Разумовский подошёл к Татьяне, поклонился ещё раз и поцеловал ей руку.
— Счастлив видеть вас, сударыня. Скажите, что вы пели? Мне казалось, у этой песни другая концовка…
Я не принимал участие в разговоре. Встал скромненько в сторонке и наблюдал за Разумовским. А он ещё тот персонаж — задаёт вроде невинные вопросы, а сам осторожно выпытывает подробности из жизни. Годы, проведённые рядом с императрицей, не прошли даром для казака, превратив его в опытного царедворца.
— Я оставлю вас на минуточку, — я подмигнул Тане, — распоряжусь подать чаю.
Он просил о разговоре с Таней наедине? Что же, я выполнил просьбу и дал ему почти четверть часа. Впрочем, я слегка подстраховался — в соседней комнате находился Киж, невидимый и неощутимый для Разумовского. Так, на всякий «пожарный» случай и ради моего спокойствия.
От чая Разумовский отказался.
— Нет, благодарю, Константин Платонович. Я должен ехать и хотел вас попросить: постарайтесь никуда не выходить, ради вашего же блага, — он покачал головой. Вид у него при этом был несколько растерянный. — Я приеду к вам, как только смогу. Ничего пока обещать не буду, но сделаю всё возможное.
Проводив его, я вернулся в наши комнаты и подозвал Кижа.
— Дмитрий Иванович, для тебя есть серьёзное поручение. Отправляйся во дворец, прямо сейчас. Мне нужно знать, что происходит у Елизаветы и вокруг неё.
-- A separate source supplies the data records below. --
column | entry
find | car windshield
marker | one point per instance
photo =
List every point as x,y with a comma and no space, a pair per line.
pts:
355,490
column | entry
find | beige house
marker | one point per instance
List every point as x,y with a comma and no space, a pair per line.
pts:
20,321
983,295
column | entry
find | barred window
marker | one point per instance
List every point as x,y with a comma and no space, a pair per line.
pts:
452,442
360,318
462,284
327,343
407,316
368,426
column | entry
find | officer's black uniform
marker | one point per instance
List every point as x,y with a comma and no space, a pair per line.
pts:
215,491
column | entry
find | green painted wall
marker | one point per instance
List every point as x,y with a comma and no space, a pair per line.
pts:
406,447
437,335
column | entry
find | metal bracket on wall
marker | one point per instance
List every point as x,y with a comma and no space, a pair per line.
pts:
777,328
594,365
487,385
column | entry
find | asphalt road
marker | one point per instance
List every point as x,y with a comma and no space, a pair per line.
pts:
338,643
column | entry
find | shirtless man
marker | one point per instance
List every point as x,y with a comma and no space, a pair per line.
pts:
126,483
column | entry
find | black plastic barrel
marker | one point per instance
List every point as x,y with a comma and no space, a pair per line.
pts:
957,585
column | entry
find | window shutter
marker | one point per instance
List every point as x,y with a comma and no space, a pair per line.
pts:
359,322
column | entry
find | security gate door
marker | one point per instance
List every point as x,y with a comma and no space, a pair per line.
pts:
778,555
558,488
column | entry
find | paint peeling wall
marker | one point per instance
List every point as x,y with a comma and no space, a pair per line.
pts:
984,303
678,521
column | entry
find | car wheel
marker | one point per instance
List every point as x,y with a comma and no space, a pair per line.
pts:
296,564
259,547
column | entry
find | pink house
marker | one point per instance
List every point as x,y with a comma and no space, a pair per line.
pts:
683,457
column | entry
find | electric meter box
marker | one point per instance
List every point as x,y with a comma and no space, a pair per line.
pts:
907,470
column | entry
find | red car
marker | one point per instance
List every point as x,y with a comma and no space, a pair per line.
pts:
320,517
— Вы не забыли, Константин Платонович? Я не могу войти в покои императрицы.
— Не можешь, помню. Но никогда не поверю, что там нет возможности подслушать. Ставлю сотню рублей, наверняка есть какие-нибудь слуховые окошки или что-нибудь такое.
— Вы предлагаете мне стать шпионом? — возмутился Киж.
— Разведчиком, Дмитрий Иванович. И только из-за необходимости обезопасить Таню. Кстати, заодно выяснишь, кто из придворных подслушивает императрицу. И хорошо бы их отвадить, когда Разумовский будет рассказывать Елизавете про наше дело.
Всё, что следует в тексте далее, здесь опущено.